Industry-leading neural networks have almost unlimited compute and space at their disposal, as they are configured to run in the most powerful manner. However, developers that are creating deep learning applications for use on mobile devices don’t have this luxury.
This has led to a rise in the requirements for smaller neural networks for on-the-go applications. With the rising use of AR, facial recognition and voice assistants, it has become more accessible to use ML features on mobile devices.
These developers are looking for newer and more effective ways of reducing the size and amount of compute required for the application of neural networks. One of the most popular methods is called pruning.
What is Neural Network Pruning
Simply put, pruning is a way to reduce the size of the neural network through compression. After the network is pre-trained, it is then fine-tuned to determine the importance of connections. This is done through the ranking of the neurons from the network, with the first example being described in Yann Lecun 1990 paper ‘Optimal Brain Damage‘.
The basic principles of pruning include removing unimportant weighted information using second derivative data. This results in better generalisation results, improved speed of processing the results and a reduced size as well.
Pruning is usually done in an iterative fashion, to avoid the pruning of necessary neurons. This also ensures that an important part of the network is not lost, as neural networks are a black box. The first step is to determine which neurons are important and which aren’t.
After this, the last important neuron is removed, followed by the fine-tuning of the algorithm. At this point, a decision can be made to continue the pruning process or to stop pruning,
While it has not been widely publicised method of reducing the size, this is due to the previous infectivity of ranking algorithms. It is also a better approach to start with a larger network and prune it after training rather than training a smaller network from the get-go.
Types Of Pruning And Their Effectiveness
Pruning can come in various forms, with the application of the method depending on the kind of output that is required from the developer. IN some cases, speed is more preferred, and in some cases, the storage is required to be reduced.
One of the first methods of pruning is pruning entire convolutional filters. Using an L1 norm of the weight of all the filters in the network, they rank them. This is then followed by pruning the ‘n’ lowest ranking filters globally. The model is then retrained and this process is repeated.
There also exist methods for implementing structured pruning for a more light-touch approach of regulating the output of the method. This method utilises a set of particle filters which are the same in number as the number of convolutional filters in the network.
Then, the network’s accuracy is determined by a test on a validation set. Based on this, the pruning occurs. However, this process is heavy on compute and should only be used for smaller data sets.
Nvidia has also released a method for pruning CNNs as a part of their research into neural networks. A more detailed explanation of this can be found here.
At its basic level, this method involves pruning each filter and observing how the cost function changes when the layers are changed. This is a brute force method and is not very effective without a large amount of compute. However, the ranking method is highly effective and intuitive. It utilises both the activation and gradient variables as ranking methods, providing a clearer view of the model.

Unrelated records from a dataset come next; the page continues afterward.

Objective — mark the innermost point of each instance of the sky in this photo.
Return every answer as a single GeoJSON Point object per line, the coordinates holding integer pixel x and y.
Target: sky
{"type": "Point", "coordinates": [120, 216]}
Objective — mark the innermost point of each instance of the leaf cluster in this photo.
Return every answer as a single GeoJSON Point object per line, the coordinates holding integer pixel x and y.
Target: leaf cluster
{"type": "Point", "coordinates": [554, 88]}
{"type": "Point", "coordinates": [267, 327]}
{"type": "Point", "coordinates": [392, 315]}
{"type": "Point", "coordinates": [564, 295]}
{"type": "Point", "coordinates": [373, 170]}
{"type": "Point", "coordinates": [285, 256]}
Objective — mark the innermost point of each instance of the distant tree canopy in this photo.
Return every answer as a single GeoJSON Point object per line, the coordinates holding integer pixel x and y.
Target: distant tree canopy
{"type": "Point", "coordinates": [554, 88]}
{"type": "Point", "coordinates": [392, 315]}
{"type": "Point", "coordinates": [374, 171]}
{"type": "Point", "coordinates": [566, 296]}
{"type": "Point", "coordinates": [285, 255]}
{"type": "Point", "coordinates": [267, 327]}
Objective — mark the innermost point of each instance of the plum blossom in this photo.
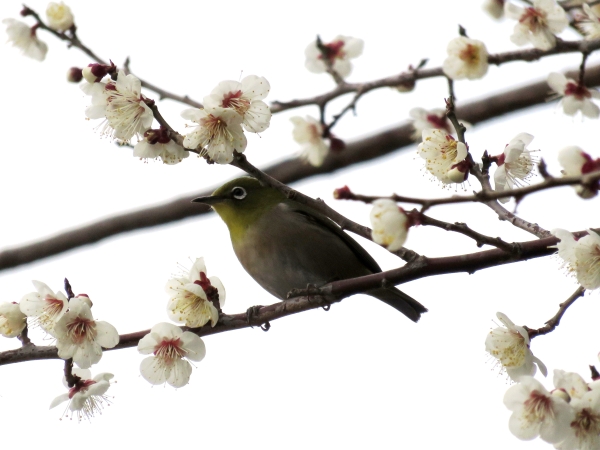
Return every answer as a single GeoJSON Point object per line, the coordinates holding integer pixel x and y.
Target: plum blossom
{"type": "Point", "coordinates": [494, 8]}
{"type": "Point", "coordinates": [88, 396]}
{"type": "Point", "coordinates": [576, 162]}
{"type": "Point", "coordinates": [12, 320]}
{"type": "Point", "coordinates": [510, 345]}
{"type": "Point", "coordinates": [45, 306]}
{"type": "Point", "coordinates": [575, 96]}
{"type": "Point", "coordinates": [308, 132]}
{"type": "Point", "coordinates": [158, 144]}
{"type": "Point", "coordinates": [169, 346]}
{"type": "Point", "coordinates": [515, 164]}
{"type": "Point", "coordinates": [538, 23]}
{"type": "Point", "coordinates": [339, 52]}
{"type": "Point", "coordinates": [584, 431]}
{"type": "Point", "coordinates": [389, 224]}
{"type": "Point", "coordinates": [590, 26]}
{"type": "Point", "coordinates": [467, 58]}
{"type": "Point", "coordinates": [193, 296]}
{"type": "Point", "coordinates": [24, 37]}
{"type": "Point", "coordinates": [59, 16]}
{"type": "Point", "coordinates": [80, 337]}
{"type": "Point", "coordinates": [218, 134]}
{"type": "Point", "coordinates": [536, 412]}
{"type": "Point", "coordinates": [582, 256]}
{"type": "Point", "coordinates": [122, 104]}
{"type": "Point", "coordinates": [245, 98]}
{"type": "Point", "coordinates": [445, 157]}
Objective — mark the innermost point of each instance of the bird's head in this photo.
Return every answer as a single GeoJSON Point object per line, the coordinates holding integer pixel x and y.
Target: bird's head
{"type": "Point", "coordinates": [242, 201]}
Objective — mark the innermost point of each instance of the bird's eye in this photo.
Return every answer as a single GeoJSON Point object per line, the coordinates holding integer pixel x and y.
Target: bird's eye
{"type": "Point", "coordinates": [238, 193]}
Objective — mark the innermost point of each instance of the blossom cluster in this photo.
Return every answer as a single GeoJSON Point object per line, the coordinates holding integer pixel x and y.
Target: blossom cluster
{"type": "Point", "coordinates": [231, 108]}
{"type": "Point", "coordinates": [194, 300]}
{"type": "Point", "coordinates": [581, 256]}
{"type": "Point", "coordinates": [78, 336]}
{"type": "Point", "coordinates": [509, 344]}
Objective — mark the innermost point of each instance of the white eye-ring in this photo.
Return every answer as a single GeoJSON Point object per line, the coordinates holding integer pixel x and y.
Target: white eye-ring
{"type": "Point", "coordinates": [238, 193]}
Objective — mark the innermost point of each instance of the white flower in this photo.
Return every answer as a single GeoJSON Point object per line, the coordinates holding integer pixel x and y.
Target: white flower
{"type": "Point", "coordinates": [87, 397]}
{"type": "Point", "coordinates": [59, 16]}
{"type": "Point", "coordinates": [308, 132]}
{"type": "Point", "coordinates": [192, 297]}
{"type": "Point", "coordinates": [44, 305]}
{"type": "Point", "coordinates": [576, 97]}
{"type": "Point", "coordinates": [443, 154]}
{"type": "Point", "coordinates": [25, 39]}
{"type": "Point", "coordinates": [338, 52]}
{"type": "Point", "coordinates": [245, 98]}
{"type": "Point", "coordinates": [158, 144]}
{"type": "Point", "coordinates": [515, 164]}
{"type": "Point", "coordinates": [536, 412]}
{"type": "Point", "coordinates": [169, 345]}
{"type": "Point", "coordinates": [494, 8]}
{"type": "Point", "coordinates": [80, 337]}
{"type": "Point", "coordinates": [123, 106]}
{"type": "Point", "coordinates": [390, 224]}
{"type": "Point", "coordinates": [584, 432]}
{"type": "Point", "coordinates": [538, 23]}
{"type": "Point", "coordinates": [582, 256]}
{"type": "Point", "coordinates": [576, 162]}
{"type": "Point", "coordinates": [218, 134]}
{"type": "Point", "coordinates": [467, 58]}
{"type": "Point", "coordinates": [590, 27]}
{"type": "Point", "coordinates": [12, 320]}
{"type": "Point", "coordinates": [510, 345]}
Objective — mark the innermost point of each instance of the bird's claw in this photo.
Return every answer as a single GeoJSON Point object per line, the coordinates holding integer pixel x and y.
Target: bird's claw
{"type": "Point", "coordinates": [251, 313]}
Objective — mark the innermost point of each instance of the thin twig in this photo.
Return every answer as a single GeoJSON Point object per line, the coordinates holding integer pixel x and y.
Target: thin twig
{"type": "Point", "coordinates": [555, 321]}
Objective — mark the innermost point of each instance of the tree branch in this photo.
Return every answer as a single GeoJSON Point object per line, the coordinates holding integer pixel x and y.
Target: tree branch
{"type": "Point", "coordinates": [288, 171]}
{"type": "Point", "coordinates": [328, 294]}
{"type": "Point", "coordinates": [555, 321]}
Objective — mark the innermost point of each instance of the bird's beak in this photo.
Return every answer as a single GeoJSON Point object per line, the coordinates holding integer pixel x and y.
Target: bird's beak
{"type": "Point", "coordinates": [210, 200]}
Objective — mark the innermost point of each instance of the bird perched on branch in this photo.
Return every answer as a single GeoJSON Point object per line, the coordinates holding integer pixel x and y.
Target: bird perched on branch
{"type": "Point", "coordinates": [285, 245]}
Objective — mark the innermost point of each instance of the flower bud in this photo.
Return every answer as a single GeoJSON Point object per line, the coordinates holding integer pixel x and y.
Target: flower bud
{"type": "Point", "coordinates": [74, 75]}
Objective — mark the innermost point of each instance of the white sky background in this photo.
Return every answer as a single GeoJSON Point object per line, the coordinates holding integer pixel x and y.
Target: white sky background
{"type": "Point", "coordinates": [360, 375]}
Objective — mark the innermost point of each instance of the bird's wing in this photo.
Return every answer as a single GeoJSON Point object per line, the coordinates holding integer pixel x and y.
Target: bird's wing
{"type": "Point", "coordinates": [313, 216]}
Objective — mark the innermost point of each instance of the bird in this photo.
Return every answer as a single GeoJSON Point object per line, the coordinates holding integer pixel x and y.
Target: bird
{"type": "Point", "coordinates": [284, 244]}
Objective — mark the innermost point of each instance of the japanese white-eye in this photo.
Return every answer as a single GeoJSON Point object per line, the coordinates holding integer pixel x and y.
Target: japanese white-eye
{"type": "Point", "coordinates": [286, 245]}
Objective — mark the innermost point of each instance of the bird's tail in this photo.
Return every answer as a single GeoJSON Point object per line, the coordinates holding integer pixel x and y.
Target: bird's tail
{"type": "Point", "coordinates": [400, 301]}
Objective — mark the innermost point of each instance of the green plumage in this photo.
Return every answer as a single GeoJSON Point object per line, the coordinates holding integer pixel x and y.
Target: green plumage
{"type": "Point", "coordinates": [284, 244]}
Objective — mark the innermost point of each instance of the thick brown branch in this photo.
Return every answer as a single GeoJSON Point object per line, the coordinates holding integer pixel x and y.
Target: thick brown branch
{"type": "Point", "coordinates": [288, 171]}
{"type": "Point", "coordinates": [331, 293]}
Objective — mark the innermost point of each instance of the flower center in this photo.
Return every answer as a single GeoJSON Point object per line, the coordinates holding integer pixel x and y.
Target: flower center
{"type": "Point", "coordinates": [538, 406]}
{"type": "Point", "coordinates": [534, 19]}
{"type": "Point", "coordinates": [81, 329]}
{"type": "Point", "coordinates": [235, 101]}
{"type": "Point", "coordinates": [333, 50]}
{"type": "Point", "coordinates": [470, 54]}
{"type": "Point", "coordinates": [169, 350]}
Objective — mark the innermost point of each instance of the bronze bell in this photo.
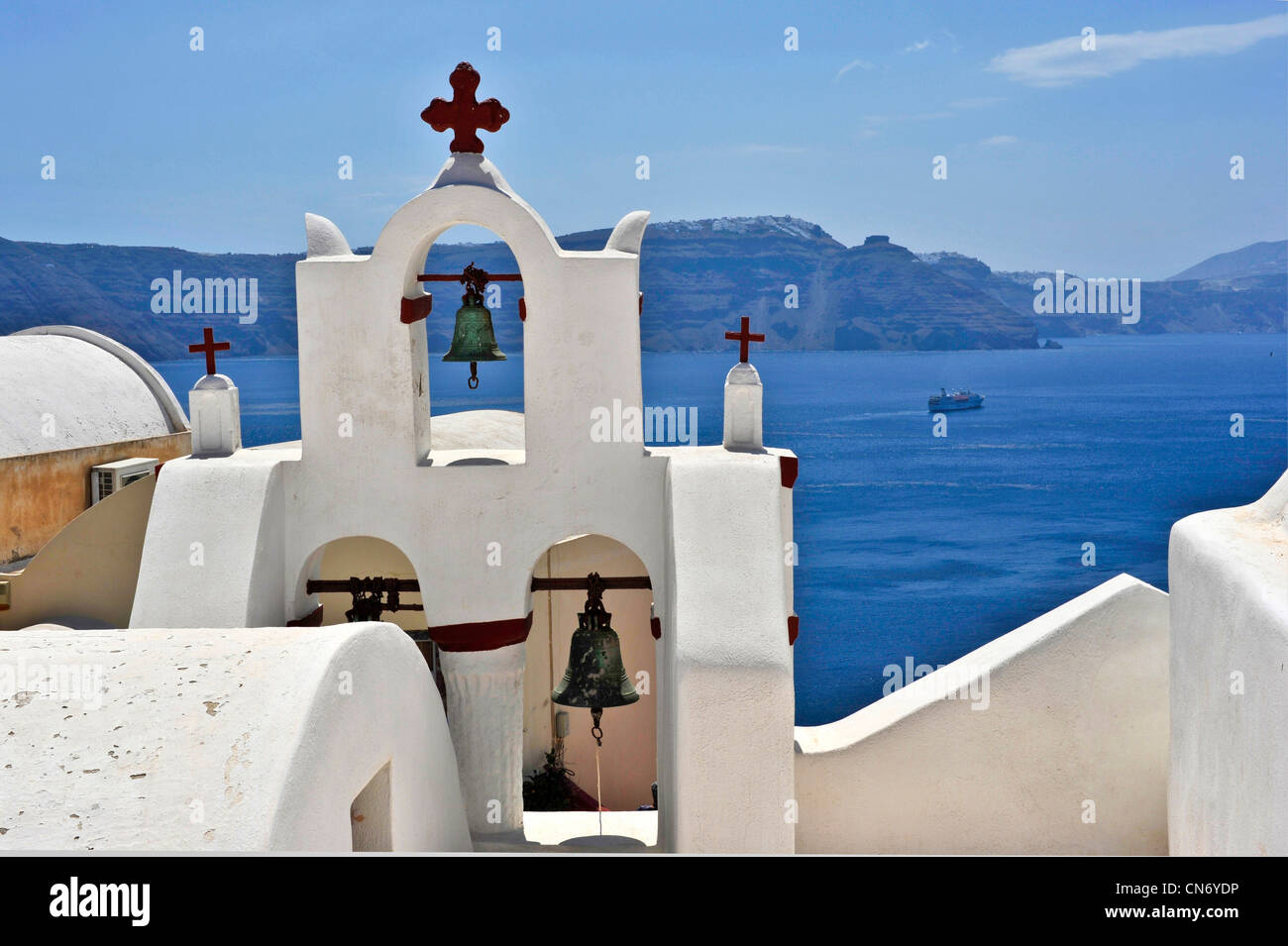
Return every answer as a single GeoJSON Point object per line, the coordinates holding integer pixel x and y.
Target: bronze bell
{"type": "Point", "coordinates": [595, 678]}
{"type": "Point", "coordinates": [473, 339]}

The Relevance Of Pruning Today
With the rise of mobile inference and machine learning capabilities, pruning becomes more relevant than ever before. Lightweight algorithms are the need of the hour, as more and more applications find use with neural networks.
The most recent example of this comes in the form of Apple’s new products, which use neural networking to ensure a multitude of privacy and security features across products. Owing to the disruptive nature of the technology, it is easy to see its adoption by various companies.
The easy availability of neural networks is also required due to the varied nature of their applications. Their move to mobile is also complemented by the standalone computer in flagship devices, further creating a need for an efficient program that performs the most amount of work while consuming the least amount of resources.
This is the reason pruning is more relevant today, as the applications need to get lighter and faster without sacrificing accuracy.